The investigation came at the same time another member of the Congressional Black Caucus, Harlem’s Rep. Charlie Rangel, was charged with multiple counts of ethics violations. On November 19, the day after Rangel was found guilty of 11 of the 13 charges, Rep. Waters’s impending trial was abruptly canceled and has not yet been rescheduled. Additionally, the two lawyers on the congresswoman’s case were put on administrative leave, yet no explanation has been offered as to why.

The explanation may never come. Robert Walker, an ethics attorney who has served as a staff director to the House Ethics Committee, told TPM Muckraker that unless Waters sees exposing the committee as relevant to her defense, the full story might not ever see the light of day. The details of the case remain ambiguous, but it seems clear that the investigation has tainted the reputation of the Committee. Melanie Sloan, executive director of Citizens for Responsibility and Ethics in Washington, puts it plainly to TPM: "The questions swirling around the committee undermine its fact finding in the case."

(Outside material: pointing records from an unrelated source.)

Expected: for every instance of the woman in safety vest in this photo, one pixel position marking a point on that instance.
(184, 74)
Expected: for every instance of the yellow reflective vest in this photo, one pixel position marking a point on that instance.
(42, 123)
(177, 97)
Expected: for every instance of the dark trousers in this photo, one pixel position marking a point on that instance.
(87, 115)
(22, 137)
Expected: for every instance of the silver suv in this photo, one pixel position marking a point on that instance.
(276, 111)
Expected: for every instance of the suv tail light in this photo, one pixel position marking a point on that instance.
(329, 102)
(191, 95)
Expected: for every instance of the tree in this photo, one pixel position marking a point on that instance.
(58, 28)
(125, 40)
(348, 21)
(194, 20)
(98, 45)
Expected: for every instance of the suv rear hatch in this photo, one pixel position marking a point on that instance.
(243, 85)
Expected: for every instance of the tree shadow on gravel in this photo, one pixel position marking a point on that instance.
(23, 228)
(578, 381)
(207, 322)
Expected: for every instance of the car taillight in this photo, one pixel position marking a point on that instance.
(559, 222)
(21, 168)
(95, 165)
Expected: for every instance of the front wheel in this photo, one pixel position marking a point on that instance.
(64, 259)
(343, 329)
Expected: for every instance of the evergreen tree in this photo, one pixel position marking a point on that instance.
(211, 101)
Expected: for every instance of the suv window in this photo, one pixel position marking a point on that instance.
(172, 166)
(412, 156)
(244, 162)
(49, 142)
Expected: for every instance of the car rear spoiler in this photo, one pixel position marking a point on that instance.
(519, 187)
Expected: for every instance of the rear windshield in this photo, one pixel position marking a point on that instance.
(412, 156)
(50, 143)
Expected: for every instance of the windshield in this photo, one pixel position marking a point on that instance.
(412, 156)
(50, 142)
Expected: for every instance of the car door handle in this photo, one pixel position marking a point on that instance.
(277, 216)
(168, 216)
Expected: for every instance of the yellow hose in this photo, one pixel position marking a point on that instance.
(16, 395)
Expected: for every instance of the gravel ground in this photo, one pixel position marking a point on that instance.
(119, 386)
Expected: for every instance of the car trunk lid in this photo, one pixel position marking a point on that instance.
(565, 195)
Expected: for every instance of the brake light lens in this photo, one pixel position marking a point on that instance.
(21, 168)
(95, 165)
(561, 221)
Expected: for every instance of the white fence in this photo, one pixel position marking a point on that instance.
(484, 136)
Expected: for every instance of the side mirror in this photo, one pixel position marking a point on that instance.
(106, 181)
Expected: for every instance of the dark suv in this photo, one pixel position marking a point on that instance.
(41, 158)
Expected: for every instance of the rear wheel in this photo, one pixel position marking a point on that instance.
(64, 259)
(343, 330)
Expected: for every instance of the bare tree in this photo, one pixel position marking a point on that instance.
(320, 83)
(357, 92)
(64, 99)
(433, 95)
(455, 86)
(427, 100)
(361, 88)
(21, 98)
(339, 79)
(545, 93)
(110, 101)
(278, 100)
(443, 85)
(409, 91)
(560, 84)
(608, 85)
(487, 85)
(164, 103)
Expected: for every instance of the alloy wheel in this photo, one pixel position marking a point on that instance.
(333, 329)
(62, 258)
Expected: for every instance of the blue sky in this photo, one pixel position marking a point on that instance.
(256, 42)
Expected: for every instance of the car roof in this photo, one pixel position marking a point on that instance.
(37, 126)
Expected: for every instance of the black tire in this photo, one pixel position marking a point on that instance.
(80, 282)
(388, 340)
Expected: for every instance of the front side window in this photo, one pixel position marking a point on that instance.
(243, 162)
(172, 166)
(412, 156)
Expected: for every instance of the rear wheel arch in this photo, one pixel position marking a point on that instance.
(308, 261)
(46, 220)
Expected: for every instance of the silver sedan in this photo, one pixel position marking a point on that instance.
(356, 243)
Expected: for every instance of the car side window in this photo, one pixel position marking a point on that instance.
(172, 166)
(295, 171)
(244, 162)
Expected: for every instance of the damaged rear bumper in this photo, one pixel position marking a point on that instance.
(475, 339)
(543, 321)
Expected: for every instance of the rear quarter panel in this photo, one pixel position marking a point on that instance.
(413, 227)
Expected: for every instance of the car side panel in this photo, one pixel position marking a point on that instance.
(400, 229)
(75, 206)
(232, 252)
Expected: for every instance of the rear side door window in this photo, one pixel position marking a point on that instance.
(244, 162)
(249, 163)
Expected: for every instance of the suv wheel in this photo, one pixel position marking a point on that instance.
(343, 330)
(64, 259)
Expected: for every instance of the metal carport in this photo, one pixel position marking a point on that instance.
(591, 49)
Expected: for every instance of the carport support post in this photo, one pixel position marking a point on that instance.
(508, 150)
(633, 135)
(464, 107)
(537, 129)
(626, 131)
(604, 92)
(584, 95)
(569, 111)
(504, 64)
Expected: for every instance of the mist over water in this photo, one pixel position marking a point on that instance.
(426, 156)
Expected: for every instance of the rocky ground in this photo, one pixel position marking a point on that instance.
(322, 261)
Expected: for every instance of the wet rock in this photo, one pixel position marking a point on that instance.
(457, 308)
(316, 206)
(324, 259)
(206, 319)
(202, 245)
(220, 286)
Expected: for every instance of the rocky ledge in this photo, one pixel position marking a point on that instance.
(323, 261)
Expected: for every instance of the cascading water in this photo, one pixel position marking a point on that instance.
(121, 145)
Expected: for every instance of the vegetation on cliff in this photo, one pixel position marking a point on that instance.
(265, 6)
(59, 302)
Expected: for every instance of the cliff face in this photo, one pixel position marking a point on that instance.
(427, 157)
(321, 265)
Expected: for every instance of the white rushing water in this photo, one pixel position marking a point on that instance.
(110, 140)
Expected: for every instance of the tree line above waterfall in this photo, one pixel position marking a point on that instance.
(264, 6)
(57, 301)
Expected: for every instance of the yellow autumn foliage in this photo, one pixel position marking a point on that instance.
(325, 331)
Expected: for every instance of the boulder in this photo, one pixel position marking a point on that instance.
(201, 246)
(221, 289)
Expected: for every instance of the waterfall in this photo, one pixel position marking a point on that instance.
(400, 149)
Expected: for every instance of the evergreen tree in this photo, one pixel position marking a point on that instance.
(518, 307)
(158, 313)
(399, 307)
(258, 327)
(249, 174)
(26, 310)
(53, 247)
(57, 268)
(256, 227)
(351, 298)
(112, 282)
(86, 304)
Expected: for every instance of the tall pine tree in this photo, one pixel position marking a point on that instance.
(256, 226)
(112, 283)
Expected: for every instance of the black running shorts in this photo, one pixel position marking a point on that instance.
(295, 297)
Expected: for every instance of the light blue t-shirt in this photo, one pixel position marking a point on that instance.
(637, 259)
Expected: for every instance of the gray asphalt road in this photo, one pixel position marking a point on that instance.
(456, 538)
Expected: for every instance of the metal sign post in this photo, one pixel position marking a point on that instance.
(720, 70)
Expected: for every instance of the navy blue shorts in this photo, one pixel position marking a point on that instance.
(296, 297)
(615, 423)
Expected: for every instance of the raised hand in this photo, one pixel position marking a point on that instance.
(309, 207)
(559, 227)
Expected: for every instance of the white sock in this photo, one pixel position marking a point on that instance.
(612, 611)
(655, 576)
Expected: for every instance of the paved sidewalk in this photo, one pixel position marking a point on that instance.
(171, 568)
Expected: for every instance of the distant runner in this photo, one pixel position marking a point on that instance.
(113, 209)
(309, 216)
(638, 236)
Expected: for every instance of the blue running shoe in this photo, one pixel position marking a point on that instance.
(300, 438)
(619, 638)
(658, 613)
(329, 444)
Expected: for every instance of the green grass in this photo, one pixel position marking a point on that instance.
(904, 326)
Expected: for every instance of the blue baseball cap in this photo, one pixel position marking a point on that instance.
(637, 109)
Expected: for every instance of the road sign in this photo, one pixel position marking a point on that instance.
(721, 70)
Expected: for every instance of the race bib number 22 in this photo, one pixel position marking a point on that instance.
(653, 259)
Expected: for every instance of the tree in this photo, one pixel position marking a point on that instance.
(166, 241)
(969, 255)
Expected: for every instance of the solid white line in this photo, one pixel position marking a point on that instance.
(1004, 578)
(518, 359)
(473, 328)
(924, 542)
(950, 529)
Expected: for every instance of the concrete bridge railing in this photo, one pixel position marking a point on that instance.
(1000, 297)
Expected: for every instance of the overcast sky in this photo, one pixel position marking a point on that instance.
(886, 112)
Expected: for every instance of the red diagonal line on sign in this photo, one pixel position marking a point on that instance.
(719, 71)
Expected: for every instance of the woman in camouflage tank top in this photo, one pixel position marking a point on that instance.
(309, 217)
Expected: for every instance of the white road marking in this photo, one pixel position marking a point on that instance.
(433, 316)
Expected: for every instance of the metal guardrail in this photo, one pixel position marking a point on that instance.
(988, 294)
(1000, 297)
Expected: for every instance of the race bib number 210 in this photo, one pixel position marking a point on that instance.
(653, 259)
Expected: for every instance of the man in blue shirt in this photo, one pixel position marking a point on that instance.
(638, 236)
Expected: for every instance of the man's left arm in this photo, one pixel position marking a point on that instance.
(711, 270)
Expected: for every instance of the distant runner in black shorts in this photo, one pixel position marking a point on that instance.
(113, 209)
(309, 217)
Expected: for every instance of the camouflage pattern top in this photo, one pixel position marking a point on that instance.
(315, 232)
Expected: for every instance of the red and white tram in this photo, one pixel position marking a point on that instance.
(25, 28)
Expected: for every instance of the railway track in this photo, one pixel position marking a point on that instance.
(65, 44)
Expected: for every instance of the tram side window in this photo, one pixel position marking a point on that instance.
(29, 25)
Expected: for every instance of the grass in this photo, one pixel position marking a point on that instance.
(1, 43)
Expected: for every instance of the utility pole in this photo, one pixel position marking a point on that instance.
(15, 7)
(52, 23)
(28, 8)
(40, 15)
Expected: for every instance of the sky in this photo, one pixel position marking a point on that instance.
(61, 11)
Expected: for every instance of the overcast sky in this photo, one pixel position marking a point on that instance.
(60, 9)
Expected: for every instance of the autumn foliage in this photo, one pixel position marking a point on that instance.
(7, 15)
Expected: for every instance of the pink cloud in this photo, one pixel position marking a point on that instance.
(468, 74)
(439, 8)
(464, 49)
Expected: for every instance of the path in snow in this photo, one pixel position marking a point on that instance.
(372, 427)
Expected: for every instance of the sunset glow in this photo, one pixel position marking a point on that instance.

While there’s still no verdict on whether or not Rep. Maxine Waters is did anything wrong, the committee has now extended an investigation of Rep. Gregory Meeks of New York, a fellow member of the Congressional Black Caucus. This makes three prominent Black lawmakers in just over a year who have found themselves under the eye of a watchdog organization in dire need of its own watchdog organization. The Representatives under investigation shouldn’t be ignored (and there are a host of reasons why), but neither should the Committee’s own stagnation.